Abstract
Purpose
To define the prognosis in myelodysplastic syndrome and deletion 5q with or without other cytogenetic abnormalities.
Patients and Methods
Patients with MDS (<20% blasts) and evaluable cytogenetic studies (1966-present) were reviewed. Outcome of patients with deletion 5q or with loss of chromosome 5 (monosomy 5) was analyzed.
Results
Of 2743 patients analyzed, 287 (10%) had deletion 5q, and 216 (8%) had monosomy 5 abnormalities. The median survival was 9 months with deletion 5q, 6 months with monosomy 5, and 17 months without a chromosome 5 abnormality. Considering patients with deletion 5q, the median survival was 33 months with deletion 5q alone, 17 months with deletion 5q and one additional abnormality, but only 6–12 months with deletion 5q and ≥ 2 abnormalities or chromosome 7 abnormality. Only 93 patients (3.4% of total) had lower risk MDS (International Prognostic Scoring System low or intermediate 1) and deletion 5q; their median survival was 29 months (2-year survival 60%), and ranged from 13 to 41 months depending on the presence or absence of additional chromosomal abnormalities.
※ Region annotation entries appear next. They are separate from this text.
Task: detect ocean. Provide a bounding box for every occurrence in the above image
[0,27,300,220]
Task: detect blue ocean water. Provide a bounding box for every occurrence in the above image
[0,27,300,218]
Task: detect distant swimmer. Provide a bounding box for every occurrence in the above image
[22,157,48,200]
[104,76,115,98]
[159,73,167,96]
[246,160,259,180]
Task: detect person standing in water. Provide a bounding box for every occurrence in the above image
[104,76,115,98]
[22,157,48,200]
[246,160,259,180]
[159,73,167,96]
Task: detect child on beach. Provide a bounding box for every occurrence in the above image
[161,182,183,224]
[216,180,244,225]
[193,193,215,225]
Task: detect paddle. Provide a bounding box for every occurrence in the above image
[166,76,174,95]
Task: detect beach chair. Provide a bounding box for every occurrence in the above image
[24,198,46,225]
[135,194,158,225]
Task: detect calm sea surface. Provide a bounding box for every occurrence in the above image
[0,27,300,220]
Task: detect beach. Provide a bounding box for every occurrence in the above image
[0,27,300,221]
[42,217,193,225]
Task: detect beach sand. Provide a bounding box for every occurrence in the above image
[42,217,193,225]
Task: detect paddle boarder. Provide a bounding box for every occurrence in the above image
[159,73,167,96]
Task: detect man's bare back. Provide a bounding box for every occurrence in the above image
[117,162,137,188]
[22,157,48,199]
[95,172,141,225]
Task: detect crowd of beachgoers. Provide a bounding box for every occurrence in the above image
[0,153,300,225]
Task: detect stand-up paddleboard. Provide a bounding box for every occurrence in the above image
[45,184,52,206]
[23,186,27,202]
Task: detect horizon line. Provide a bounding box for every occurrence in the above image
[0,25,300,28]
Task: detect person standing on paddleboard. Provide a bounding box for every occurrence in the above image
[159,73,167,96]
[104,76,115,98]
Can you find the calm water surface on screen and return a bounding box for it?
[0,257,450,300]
Among 198 patients with MDS with deletion 5q and < 10% blasts (a subset now often offered lenalidomide) the median survival was 12 months. Monosomy 5 was significantly more frequently associated with advanced MDS and with other chromosomal abnormalities.
Conclusions
This study provides baseline expectations of outcome in different MDS subsets and deletion 5q.
INTRODUCTION
The prognosis of patients with myelodysplastic syndrome (MDS) is heterogeneous and is defined, in part, by several prognostic factors including the percentage of marrow blasts, cytogenetic abnormalities, and number of cytopenias.(1–3) Abnormalities involving chromosome 5 occur in 20% of patients with MDS; they are more frequent in secondary MDS. These may involve single chromosome 5 abnormalities such as a deletion in the long arm of chromosome 5 (deletion 5q) or total loss of chromosome 5 (monosomy 5), as well as additional abnormalities of one or more clones, including abnormalities in chromosome 7.(4,5) Abnormalities accompanying deletion 5q confer a very different prognosis than that of the “5q syndrome” or a single deletion 5q. Also, the MDS literature makes little distinction between deletion 5q and monosomy 5; these are often categorized as “chromosome 5 abnormalities”. Whether they are associated with different prognoses, after accounting for the MDS risk, is unknown.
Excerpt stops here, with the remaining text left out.